With strong property rights under common law, for example, the tourism operators along the Puarenga River—and the former fishermen at the head of the Tarawera River; and the aquaculture operators in Akaroa Harbour—would all have had legal standing to take action against polluters damaging their property right.

Historically and in principle that’s the best protection the environment ever had – both for the natural environment and for the human environment. Property rights in streams and rivers for example coupled with common law systems of protection would at a stroke solve the ‘dirty dairying’ problem about which so much is said, but so little achieved. Property rights in flora and fauna and land is the best means of ensuring a genuinely sustainable nation.

So how do we do that? Here’s two ways:

1. Putting Property Rights in the Bill of Rights Act

We know that common law protection of property rights has been buried by statute and regulation and the Foreshore and Seabed Act and its replacement--but it’s not too late to resurrect it. Placing property rights in the Bill of Rights Act would be a start—a politically possible start—repairing an omission that Bill of Rights architect Geoffrey Palmer has publicly conceded was a mistake, and that National's disgraceful about-turn three years ago overturned.

It should be simple enough to insert a new clause in the Bill of Rights adding property rights to the rights protected.  (But a responsible ‘Party X’  would know they would need to add pressure to make the Bill of Rights  superior to all other law, as it always should have been.)
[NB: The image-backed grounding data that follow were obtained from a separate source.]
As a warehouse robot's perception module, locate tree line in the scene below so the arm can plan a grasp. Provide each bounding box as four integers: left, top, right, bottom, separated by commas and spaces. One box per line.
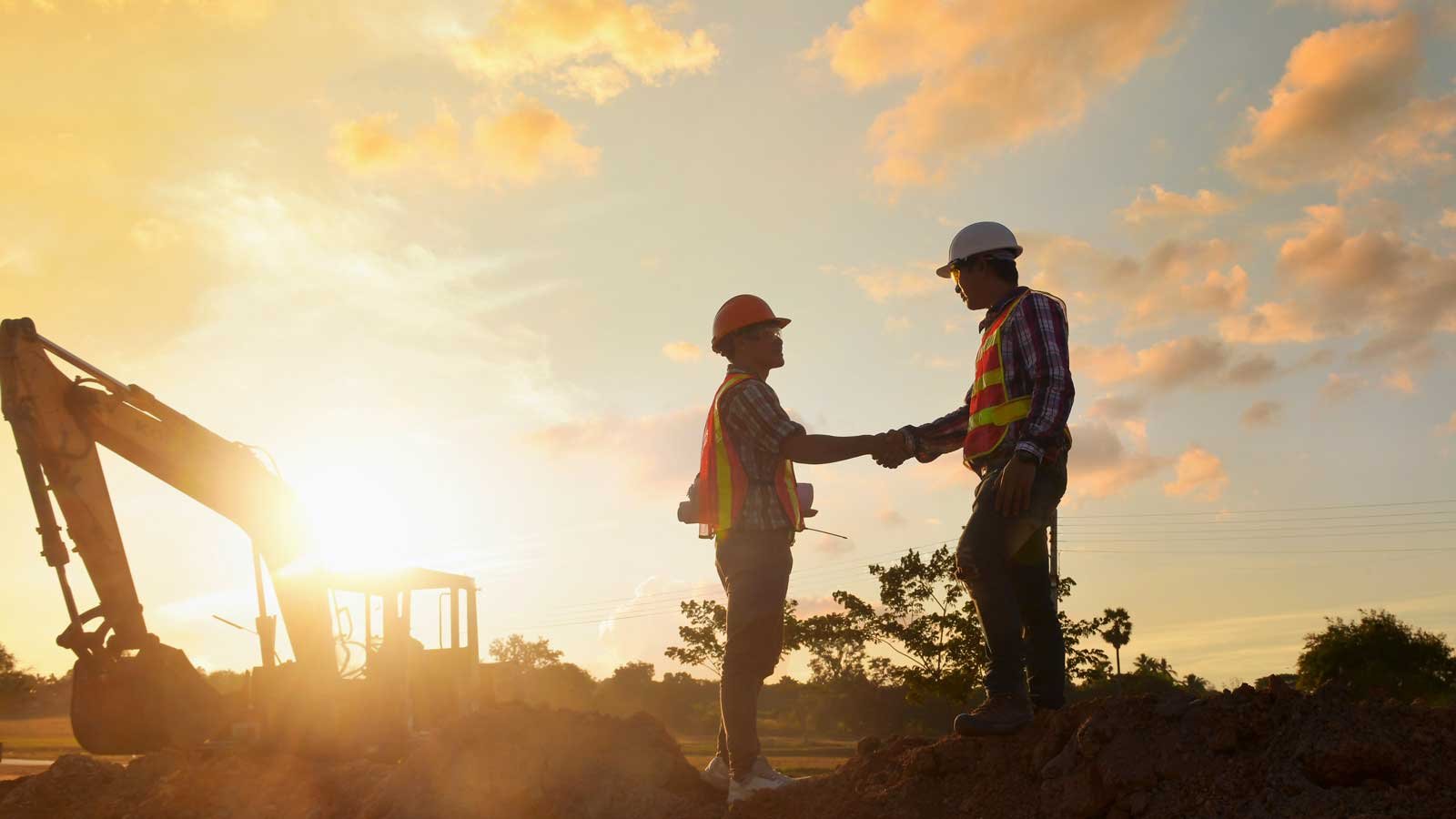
0, 547, 1456, 725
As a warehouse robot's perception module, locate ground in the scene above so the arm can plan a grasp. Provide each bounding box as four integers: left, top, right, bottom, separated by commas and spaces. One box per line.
0, 682, 1456, 819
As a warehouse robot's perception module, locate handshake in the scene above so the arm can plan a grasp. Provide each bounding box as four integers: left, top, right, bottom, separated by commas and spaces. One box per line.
869, 427, 915, 470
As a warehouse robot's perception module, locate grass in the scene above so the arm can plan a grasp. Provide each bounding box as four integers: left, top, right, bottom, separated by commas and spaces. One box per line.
677, 736, 856, 777
0, 717, 85, 759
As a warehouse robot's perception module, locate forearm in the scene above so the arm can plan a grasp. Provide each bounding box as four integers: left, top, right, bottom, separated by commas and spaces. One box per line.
779, 434, 875, 463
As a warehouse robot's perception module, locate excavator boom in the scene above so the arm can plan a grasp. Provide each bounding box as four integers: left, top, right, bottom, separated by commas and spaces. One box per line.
0, 319, 337, 753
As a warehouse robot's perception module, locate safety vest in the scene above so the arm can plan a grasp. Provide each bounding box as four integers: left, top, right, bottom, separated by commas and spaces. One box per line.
963, 290, 1056, 466
697, 373, 804, 538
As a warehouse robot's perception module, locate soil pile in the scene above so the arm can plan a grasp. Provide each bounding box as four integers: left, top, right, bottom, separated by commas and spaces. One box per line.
0, 705, 723, 819
733, 686, 1456, 819
0, 686, 1456, 819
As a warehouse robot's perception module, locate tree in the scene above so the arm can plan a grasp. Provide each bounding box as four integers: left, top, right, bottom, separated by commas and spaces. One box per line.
1102, 608, 1133, 676
798, 613, 869, 683
490, 634, 561, 671
662, 601, 803, 678
834, 547, 986, 703
1133, 654, 1178, 683
1296, 609, 1456, 700
1057, 577, 1112, 682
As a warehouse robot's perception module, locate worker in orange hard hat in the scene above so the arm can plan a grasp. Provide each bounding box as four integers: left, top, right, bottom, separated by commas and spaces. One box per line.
679, 289, 905, 803
876, 221, 1075, 736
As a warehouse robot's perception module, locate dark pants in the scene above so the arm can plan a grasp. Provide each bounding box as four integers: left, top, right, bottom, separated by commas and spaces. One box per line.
716, 529, 794, 778
956, 462, 1067, 708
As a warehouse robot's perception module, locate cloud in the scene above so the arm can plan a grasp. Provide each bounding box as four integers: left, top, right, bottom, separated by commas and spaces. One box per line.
662, 341, 703, 363
1163, 444, 1228, 501
1117, 184, 1238, 225
794, 532, 854, 556
1228, 354, 1279, 385
1380, 370, 1415, 395
451, 0, 718, 105
821, 261, 952, 305
527, 407, 706, 490
1218, 301, 1325, 344
1087, 395, 1146, 421
1019, 233, 1249, 332
806, 0, 1184, 188
1239, 400, 1284, 430
1279, 0, 1402, 17
329, 97, 602, 188
1225, 15, 1456, 189
1320, 373, 1369, 404
1067, 421, 1169, 499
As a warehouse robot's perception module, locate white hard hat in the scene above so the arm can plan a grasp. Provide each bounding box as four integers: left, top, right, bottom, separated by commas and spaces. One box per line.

After all, the principle of property rights simply promises the protection of the right to peacefully enjoy that in which one has property. What reasonable objection can be brought to a law that protects an individual’s right to peaceful enjoyment? (Let me stress the word "reasonable.")

Let’s place on the back foot those who object to that right by challenging them to say for what reasons the right to peaceful enjoyment should not be made superior to all other law. Why should that right not  be put beyond the vote? That is, beyond the power of politicians to tamper with.

Our putative ‘Party X’  may not be immediately successful in this goal, but it could at least flush out the bastards who oppose such peaceful rights, and expose the reasons they do.

In the meantime, you might like to consider what would happen if property rights ever actually were placed at the heart of the likes of the Resource Management Act . . . would it be something like the meeting of matter and anti-matter ?

2. Coming to the Nuisance

Planners like nothing more than than telling you where and how you may live.  The RMA gives them that power in spades, and the country is infested with the well-fed bastards writing and administering District Plans empowered by the RMA to boss you and your family around.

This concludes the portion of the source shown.